Comparing Current Microwave Digestion Technologies
Jun 12 2019 Read 138 Times
You’ve decided to invest in a microwave digestion system for your trace element requirements. So, how do you go about selecting the optimum technology for your samples? What types of acids will be best suited for your elements of interest, and what temperature and pressure will be required? After understanding these issues, you can look more closely at the pros and cons of the various microwave technologies.
There are of three commercially available technologies, which can be easily distinguished for performance and productivity. The sequential system allows for single sample digestion, one at a time, with limited temperature and pressure capability. Productivity is considered to be low because it is digesting one sample at a time. Traditional rotor-based system offers good temperature and pressure capability and medium productivity. Last but not least, the SRC technology offers high temperature and pressure capability as well as superior productivity than any other system.

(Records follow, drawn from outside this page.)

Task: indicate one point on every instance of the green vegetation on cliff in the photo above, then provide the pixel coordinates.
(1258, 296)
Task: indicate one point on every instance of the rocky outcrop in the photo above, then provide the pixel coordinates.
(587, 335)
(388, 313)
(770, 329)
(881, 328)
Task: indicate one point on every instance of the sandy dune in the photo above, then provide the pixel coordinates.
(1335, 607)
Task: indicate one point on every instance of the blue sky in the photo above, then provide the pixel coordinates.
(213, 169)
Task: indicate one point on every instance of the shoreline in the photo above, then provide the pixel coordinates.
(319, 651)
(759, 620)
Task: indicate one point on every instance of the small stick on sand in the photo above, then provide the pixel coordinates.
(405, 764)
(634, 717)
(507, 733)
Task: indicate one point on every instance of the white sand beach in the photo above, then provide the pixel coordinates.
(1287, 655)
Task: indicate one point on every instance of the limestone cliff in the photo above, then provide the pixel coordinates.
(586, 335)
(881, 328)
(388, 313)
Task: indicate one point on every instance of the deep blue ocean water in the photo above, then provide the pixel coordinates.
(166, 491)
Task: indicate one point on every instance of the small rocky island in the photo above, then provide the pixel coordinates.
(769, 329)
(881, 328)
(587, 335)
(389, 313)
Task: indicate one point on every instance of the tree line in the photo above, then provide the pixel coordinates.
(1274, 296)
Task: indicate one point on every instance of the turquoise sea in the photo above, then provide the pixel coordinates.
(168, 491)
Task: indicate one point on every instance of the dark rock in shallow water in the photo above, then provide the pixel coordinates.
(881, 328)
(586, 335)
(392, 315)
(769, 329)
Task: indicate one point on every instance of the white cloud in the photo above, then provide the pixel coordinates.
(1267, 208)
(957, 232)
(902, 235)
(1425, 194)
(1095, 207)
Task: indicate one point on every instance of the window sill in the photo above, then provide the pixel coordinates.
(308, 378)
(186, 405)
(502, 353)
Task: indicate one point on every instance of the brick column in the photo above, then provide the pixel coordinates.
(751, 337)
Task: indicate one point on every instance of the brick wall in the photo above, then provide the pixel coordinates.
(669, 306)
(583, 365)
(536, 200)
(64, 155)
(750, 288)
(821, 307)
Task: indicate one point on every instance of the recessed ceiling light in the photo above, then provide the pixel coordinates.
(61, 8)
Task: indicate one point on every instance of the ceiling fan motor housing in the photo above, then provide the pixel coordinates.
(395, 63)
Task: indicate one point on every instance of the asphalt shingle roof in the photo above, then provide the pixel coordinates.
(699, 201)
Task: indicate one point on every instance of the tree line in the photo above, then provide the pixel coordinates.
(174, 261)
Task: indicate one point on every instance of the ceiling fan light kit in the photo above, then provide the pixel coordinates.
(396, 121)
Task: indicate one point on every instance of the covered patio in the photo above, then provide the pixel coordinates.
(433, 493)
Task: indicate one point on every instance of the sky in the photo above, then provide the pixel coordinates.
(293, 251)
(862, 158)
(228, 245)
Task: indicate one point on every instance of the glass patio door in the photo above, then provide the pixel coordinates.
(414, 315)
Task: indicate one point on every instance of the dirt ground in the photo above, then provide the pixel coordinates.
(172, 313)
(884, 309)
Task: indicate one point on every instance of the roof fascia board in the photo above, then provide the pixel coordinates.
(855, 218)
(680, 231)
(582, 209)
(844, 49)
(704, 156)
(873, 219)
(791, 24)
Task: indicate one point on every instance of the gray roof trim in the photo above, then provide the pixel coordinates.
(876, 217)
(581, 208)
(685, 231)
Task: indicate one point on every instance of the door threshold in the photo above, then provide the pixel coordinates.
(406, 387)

With SRC technology, there is no requirement to batch samples with a similar matrix; so as a result, all sample types can be digested at the same time. Additionally, the high temperature and pressure capabilities of the technology allow even the most difficult organic matrices to be digested in the minimum amount of time. With the nitrogen-pressurised capping system, samples of widely different analyte concentration can be positioned next to each other in the chamber without concerns of cross-contamination. It’s also worth pointing out that there is no minimum volume of acid that must be used with the SRC, which is extremely useful particularly when looking to lower detection capability or to analysing very small sample sizes.
By offering no vessel assembly and the ability to rapidly cool down, an improved workflow can be achieved. And by using disposable glass vials and fewer vial components, it will reduce labour costs and lower the costs of consumables compared to the vessels used in traditional microwave approaches.